🌤️🌥️🌩️ 2 à 12°C


Comme la veille, réveil matinal, un peu avant 5h même cette fois-ci.

Il fait nuit mais au moment de mettre le nez dehors, vers 6h, c’est ciel complètement dégagé : youpi.

Petit loupé sur un passage de gué, un peu plus profond qu’envisagé et je trempe mon pied droit. L’eau est fraîche, tout comme le fond de l’air donc j’ai vite le pied gelé. Mais le soleil ne tarde pas à passer au-dessus des montagnes et je profite d’une pause pour faire sécher au soleil chaussette, chaussure et semelle.

À mi-étape, Charlotte n’étant pas dans un grand jour et la pluie étant annoncée pour le milieu d’après-midi, je prends la poudre d’escampette afin d’essayer d’arriver avant la pluie. La cible du jour : un abris au pied du glacier Pastoruri, à 4845m d’altitude.

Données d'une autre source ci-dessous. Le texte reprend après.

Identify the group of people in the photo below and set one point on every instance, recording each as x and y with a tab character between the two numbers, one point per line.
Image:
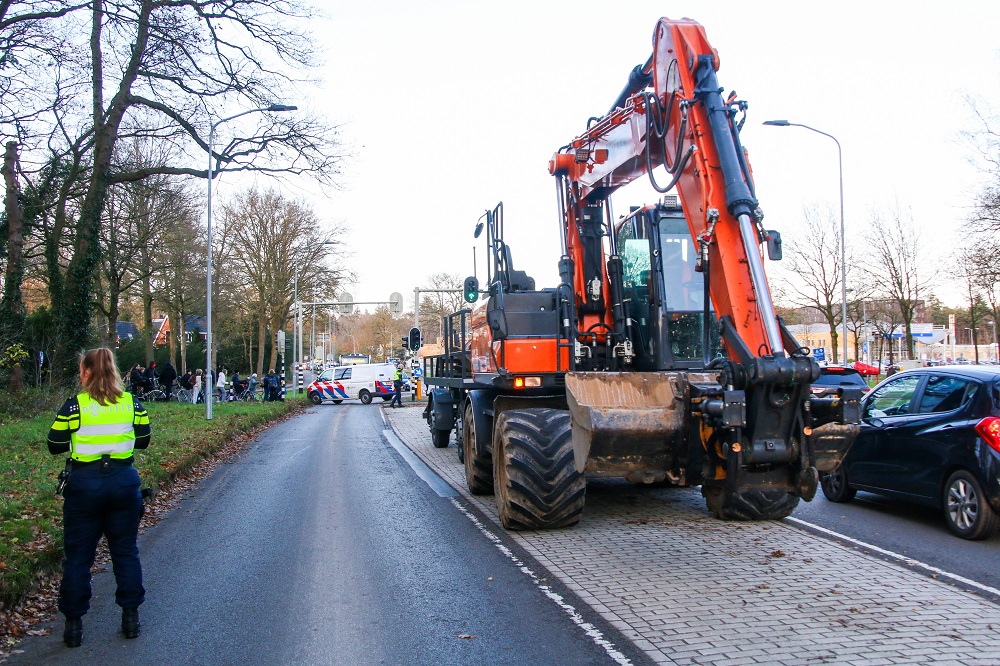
198	382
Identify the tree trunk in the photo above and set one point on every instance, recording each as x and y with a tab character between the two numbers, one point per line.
147	317
12	313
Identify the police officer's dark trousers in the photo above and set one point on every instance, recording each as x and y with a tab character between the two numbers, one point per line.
106	500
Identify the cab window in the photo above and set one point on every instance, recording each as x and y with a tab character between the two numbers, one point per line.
893	398
946	394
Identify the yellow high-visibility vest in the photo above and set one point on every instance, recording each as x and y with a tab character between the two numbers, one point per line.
104	429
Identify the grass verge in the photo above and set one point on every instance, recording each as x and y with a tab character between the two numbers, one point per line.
31	512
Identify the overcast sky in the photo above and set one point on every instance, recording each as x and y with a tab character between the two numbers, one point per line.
450	107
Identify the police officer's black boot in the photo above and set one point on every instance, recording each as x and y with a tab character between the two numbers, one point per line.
130	622
73	633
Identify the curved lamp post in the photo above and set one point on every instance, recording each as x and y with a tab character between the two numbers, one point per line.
843	246
208	299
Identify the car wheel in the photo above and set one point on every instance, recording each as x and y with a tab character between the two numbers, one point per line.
966	510
835	486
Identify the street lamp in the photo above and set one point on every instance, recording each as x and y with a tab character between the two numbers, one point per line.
208	251
843	246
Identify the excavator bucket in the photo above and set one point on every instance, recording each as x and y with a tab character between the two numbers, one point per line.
626	423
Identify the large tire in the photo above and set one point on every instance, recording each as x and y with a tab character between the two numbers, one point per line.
966	509
478	467
835	486
536	482
750	505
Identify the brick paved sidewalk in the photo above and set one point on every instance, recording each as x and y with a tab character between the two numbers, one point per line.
689	589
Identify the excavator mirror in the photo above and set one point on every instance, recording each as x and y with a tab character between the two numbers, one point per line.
470	289
774	245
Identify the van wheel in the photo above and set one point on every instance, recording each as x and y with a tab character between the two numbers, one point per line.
966	510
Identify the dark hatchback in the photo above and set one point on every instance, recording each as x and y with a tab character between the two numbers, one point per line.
930	436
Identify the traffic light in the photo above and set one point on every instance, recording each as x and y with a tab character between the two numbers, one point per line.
471	289
412	342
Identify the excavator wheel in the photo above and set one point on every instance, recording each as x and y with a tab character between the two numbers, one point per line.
478	467
750	505
535	479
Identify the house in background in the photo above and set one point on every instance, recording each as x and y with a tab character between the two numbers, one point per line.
193	324
127	331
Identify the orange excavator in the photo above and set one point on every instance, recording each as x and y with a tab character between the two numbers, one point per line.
659	357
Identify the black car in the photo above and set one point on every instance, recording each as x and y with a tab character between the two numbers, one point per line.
930	436
833	377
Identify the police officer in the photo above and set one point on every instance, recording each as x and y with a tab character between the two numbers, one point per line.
99	428
397	385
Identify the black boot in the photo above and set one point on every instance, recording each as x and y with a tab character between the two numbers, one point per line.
73	633
130	622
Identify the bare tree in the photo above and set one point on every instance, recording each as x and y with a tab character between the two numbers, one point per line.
169	68
897	266
271	234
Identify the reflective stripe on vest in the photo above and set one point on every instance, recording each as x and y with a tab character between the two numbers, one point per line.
104	429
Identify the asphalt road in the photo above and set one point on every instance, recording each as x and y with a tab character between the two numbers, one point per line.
914	532
320	545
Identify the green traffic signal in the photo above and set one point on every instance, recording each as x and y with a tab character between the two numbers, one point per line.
471	289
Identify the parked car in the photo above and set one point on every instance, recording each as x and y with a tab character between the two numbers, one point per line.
930	436
833	377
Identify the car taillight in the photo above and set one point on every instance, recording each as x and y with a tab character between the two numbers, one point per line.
989	430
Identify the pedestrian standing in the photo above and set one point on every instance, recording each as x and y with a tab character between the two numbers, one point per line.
220	384
100	427
397	385
197	387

À proximité du 1er col du jour, le décor devient très impressionnant avec des pics recouverts de neige un peu partout. Le col lui même est un peu enneigé mais uniquement sur les faces sud. Les 3 dernières heures de vélo de la journée seront assez magiques, ça ne rend pas forcément sur les photos mais ça fera probablement partie des plus beaux paysages que j’ai traversés. L’orage gronde au loin mais quelques rayons de soleil me réchauffent aussi.

Et tant mieux car nouveau record d’altitude pour moi avec un col à 4866m cette fois.

Après un peu plus de 6h de vélo, j’aperçois enfin « le camp de base » du glacier Pastoruri : un parking et quelques baraquements. Et bam la grêle se met à tomber, à 800m du but ! Je finis en danseuse et réussis â arriver quasi sec.

Charlotte et Thibault arriveront un peu plus tard un peu moins secs.

La grêle, qui s’est transformée en pluie-neige a fait fuir les derniers touristes du glacier et le camp est uniquement pour nous. Nous pouvons installer nos tentes sous un toit et abritées du vent. 

Le dîner est vite expédié car ça caille sévère et à 18h30, je suis déjà emmitouflé dans mon sac de couchage.


Demain : 74km de descente jusqu’à Huaraz, d’abord sur piste puis sur asphalte. Avec à nouveau un joli décor à la clé paraît-il, en espérant que la météo soit clémente.